At the same time, Hill acknowledged that she’s seen a spike in constituent calls to her office this week urging impeachment. “It’s certainly a factor, because it used to be the other way around. We used to have more people saying, ‘Don’t impeach,’” Hill said.

Other swing-district Democrats are similarly cautious when it comes to impeachment. Fellow freshman Rep. Dean Phillips (D-Minn.) cited polls showing that the majority of Americans aren’t on board with impeachment. “I’m simply not there yet,” Phillips told MSNBC’s “MTP Daily.” “I want to be cautious and methodical.”

 

Debbie Dingell (Mich.)

Dingell helps run House Democrats’ messaging arm, which Rep. David Cicilline (R.I.) — a recent impeachment defector — chairs. Dingell, who’s also a Progressive Caucus vice chair, maintained that Democrats need to stay focused on the policy issues they ran on instead of dividing the country with impeachment. “We gotta lay the groundwork, we gotta do oversight, remember that no one’s above the law, but also do the work that the American people expect us to do,” Dingell told reporters.
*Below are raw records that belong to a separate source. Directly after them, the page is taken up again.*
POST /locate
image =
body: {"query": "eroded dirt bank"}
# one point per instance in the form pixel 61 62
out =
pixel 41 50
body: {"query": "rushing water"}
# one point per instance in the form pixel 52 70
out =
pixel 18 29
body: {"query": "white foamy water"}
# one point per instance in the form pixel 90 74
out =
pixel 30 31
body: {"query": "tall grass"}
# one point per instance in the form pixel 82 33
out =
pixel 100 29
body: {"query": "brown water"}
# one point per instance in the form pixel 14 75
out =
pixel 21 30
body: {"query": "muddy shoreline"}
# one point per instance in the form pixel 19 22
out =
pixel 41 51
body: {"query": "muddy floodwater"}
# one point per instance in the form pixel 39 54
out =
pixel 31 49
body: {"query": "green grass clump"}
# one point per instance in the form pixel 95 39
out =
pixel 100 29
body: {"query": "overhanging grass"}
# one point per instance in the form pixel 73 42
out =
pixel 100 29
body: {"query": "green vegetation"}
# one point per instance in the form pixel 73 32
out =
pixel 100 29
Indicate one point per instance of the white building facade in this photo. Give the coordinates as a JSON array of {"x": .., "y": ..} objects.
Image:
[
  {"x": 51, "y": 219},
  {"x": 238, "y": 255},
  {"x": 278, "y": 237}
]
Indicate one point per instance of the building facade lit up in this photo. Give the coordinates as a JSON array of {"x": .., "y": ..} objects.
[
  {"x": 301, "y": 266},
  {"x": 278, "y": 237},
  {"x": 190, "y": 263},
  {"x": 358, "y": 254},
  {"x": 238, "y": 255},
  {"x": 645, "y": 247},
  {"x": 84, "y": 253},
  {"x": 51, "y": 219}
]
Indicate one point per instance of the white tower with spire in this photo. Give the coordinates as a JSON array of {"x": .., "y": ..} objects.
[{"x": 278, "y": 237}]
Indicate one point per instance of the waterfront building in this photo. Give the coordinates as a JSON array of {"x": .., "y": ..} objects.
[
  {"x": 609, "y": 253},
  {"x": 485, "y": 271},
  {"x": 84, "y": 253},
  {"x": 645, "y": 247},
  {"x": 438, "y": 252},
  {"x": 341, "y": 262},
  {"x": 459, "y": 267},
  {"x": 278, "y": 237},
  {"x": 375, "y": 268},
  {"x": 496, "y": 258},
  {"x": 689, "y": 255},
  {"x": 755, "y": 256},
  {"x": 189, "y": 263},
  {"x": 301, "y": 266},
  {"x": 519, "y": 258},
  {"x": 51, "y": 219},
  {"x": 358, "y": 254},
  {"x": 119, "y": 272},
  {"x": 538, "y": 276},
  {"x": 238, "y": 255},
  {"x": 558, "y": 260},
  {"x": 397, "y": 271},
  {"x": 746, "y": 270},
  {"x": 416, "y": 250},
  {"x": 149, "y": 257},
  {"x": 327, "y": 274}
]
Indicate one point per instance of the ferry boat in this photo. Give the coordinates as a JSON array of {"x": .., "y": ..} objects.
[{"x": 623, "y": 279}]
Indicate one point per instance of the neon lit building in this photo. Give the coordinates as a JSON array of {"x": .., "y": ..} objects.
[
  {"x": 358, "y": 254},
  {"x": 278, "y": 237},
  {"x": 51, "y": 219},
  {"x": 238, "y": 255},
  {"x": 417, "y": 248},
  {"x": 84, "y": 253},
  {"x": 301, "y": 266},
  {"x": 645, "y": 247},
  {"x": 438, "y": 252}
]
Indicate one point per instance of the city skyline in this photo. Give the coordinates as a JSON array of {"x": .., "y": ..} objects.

And after Trump demanded that Democrats drop their investigations before working on a bipartisan infrastructure bill, Dingell suggested that launching impeachment would only make things worse. “I’m been somebody that’s strongly supportive of where Nancy Pelosi has been,” Dingell told Fox News’s “Outnumbered Overtime.” “I think that a divided impeachment would tear this country apart.”